When do stepwise algorithms meet subset selection criteria?
成果类型:
Article
署名作者:
Huo, Xiaoming; Ni, Xuelei
署名单位:
University System of Georgia; Georgia Institute of Technology
刊物名称:
ANNALS OF STATISTICS
ISSN/ISSBN:
0090-5364
DOI:
10.1214/009053606000001334
发表日期:
2007
页码:
870-887
关键词:
nonconcave penalized likelihood
variable selection
sparse representations
branch
摘要:
Recent results in homotopy and solution paths demonstrate that certain well-designed greedy algorithms, with a range of values of the algorithmic parameter, can provide solution paths to a sequence of convex optimization problems. On the other hand, in regression many existing criteria in subset selection (including C-p, AIC, BIC, MDL, RIC, etc.) involve optimizing an objective function that contains a counting measure. The two optimization problems are formulated as (P1) and (P0) in the present paper.
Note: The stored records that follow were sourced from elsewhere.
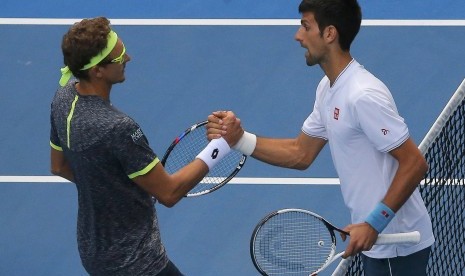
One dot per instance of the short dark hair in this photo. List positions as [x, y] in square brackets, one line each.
[344, 15]
[83, 41]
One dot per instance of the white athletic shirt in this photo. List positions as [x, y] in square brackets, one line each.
[359, 118]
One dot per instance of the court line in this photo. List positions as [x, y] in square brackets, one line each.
[225, 22]
[236, 180]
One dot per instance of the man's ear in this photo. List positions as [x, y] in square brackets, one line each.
[330, 33]
[96, 72]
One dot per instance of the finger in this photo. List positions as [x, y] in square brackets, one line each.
[220, 114]
[214, 119]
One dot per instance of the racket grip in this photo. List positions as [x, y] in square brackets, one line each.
[342, 267]
[410, 237]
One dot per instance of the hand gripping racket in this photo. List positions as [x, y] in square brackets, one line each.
[298, 242]
[185, 148]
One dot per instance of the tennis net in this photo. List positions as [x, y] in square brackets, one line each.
[443, 189]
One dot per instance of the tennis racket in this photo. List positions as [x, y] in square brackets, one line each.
[185, 148]
[298, 242]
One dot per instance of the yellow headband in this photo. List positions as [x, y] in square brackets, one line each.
[112, 39]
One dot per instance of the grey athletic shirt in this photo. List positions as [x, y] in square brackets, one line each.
[117, 228]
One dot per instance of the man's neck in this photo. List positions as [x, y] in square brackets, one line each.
[335, 65]
[99, 89]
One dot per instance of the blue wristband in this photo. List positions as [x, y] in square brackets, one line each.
[380, 217]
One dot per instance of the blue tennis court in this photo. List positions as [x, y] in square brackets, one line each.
[178, 74]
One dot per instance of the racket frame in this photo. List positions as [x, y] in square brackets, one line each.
[331, 228]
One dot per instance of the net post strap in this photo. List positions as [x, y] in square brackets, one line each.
[438, 125]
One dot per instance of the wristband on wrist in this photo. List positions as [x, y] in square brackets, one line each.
[214, 152]
[380, 217]
[246, 144]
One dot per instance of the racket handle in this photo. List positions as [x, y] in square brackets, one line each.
[342, 267]
[411, 237]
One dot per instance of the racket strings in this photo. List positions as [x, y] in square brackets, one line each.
[186, 151]
[292, 243]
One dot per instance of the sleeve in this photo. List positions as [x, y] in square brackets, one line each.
[314, 125]
[54, 140]
[380, 121]
[132, 149]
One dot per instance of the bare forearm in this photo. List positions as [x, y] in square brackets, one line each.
[279, 152]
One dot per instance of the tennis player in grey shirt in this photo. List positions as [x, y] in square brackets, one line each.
[106, 154]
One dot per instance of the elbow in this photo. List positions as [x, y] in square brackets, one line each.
[169, 200]
[301, 166]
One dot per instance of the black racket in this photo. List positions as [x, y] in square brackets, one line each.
[301, 243]
[185, 148]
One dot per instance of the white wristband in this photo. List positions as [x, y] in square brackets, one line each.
[246, 144]
[214, 152]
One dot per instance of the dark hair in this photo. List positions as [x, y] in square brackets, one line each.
[344, 15]
[82, 42]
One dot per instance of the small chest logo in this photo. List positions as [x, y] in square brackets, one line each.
[137, 134]
[336, 113]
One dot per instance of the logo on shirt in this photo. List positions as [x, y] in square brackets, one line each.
[336, 113]
[215, 153]
[136, 135]
[384, 214]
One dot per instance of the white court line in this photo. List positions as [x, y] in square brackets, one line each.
[236, 180]
[226, 22]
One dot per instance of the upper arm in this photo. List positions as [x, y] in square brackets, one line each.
[310, 146]
[59, 165]
[409, 156]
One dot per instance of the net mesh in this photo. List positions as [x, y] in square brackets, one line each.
[443, 191]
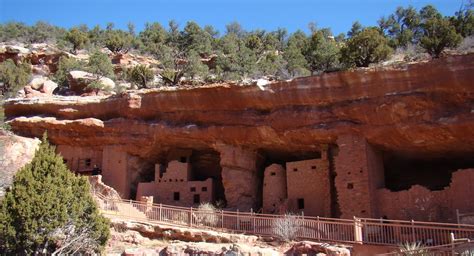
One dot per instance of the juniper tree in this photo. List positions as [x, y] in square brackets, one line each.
[438, 34]
[13, 77]
[139, 75]
[46, 206]
[366, 47]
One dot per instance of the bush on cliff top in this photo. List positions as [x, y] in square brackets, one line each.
[48, 208]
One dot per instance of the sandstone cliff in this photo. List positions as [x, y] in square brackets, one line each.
[15, 152]
[419, 108]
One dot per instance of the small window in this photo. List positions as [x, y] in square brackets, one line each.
[176, 196]
[197, 199]
[300, 203]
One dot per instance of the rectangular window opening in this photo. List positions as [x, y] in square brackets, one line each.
[300, 203]
[176, 196]
[197, 199]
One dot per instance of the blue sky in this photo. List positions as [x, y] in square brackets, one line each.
[263, 14]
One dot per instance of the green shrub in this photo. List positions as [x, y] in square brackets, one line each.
[77, 38]
[100, 65]
[139, 75]
[366, 47]
[48, 208]
[66, 65]
[438, 34]
[13, 77]
[118, 41]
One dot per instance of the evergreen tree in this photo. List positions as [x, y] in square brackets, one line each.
[402, 27]
[194, 67]
[355, 29]
[100, 65]
[438, 34]
[152, 37]
[118, 41]
[140, 76]
[77, 38]
[196, 39]
[296, 62]
[13, 77]
[46, 206]
[368, 46]
[66, 65]
[463, 20]
[322, 53]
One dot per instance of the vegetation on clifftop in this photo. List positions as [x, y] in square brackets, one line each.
[50, 209]
[194, 54]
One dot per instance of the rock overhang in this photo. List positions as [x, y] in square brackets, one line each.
[420, 108]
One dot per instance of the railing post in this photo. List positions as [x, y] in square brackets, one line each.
[238, 220]
[458, 217]
[160, 211]
[222, 217]
[357, 231]
[252, 214]
[191, 217]
[318, 228]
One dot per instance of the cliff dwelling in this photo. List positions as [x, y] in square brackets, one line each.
[358, 143]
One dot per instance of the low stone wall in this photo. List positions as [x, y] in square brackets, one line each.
[419, 203]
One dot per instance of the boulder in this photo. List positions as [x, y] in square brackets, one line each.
[313, 248]
[79, 80]
[38, 87]
[15, 152]
[48, 87]
[37, 82]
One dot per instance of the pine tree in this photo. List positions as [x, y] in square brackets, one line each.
[48, 205]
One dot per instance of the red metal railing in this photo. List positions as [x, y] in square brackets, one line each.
[357, 230]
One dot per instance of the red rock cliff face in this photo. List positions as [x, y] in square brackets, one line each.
[424, 109]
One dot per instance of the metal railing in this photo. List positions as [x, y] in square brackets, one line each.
[357, 230]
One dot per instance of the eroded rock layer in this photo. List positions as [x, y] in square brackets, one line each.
[367, 121]
[421, 107]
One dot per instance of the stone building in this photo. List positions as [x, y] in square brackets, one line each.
[175, 186]
[274, 189]
[303, 187]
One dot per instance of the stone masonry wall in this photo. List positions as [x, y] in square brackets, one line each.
[308, 184]
[359, 173]
[165, 192]
[114, 170]
[81, 159]
[419, 203]
[239, 176]
[274, 188]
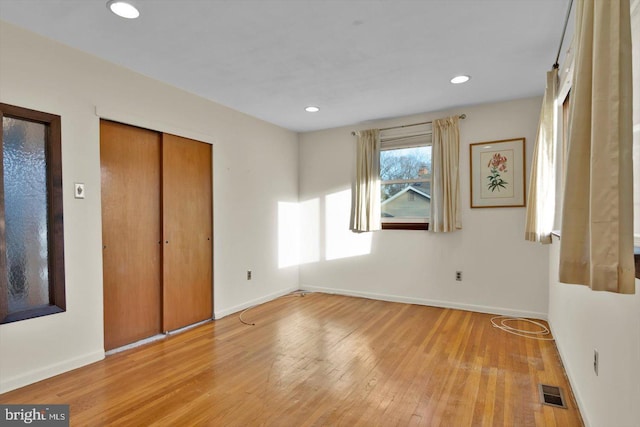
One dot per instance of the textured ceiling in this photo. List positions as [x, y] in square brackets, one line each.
[358, 60]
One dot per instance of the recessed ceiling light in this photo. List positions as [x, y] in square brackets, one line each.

The latter is generally combinatoric and has been proven to be NP-hard. We study the conditions under which the two optimization problems have common solutions. Hence, in these situations a stepwise algorithm can be used to solve the seemingly unsolvable problem. Our main result is motivated by recent work in sparse representation, while two others emerge from different angles: a direct analysis of sufficiency and necessity and a condition on the mostly correlated covariates. An extreme example connected with least angle regression is of independent interest.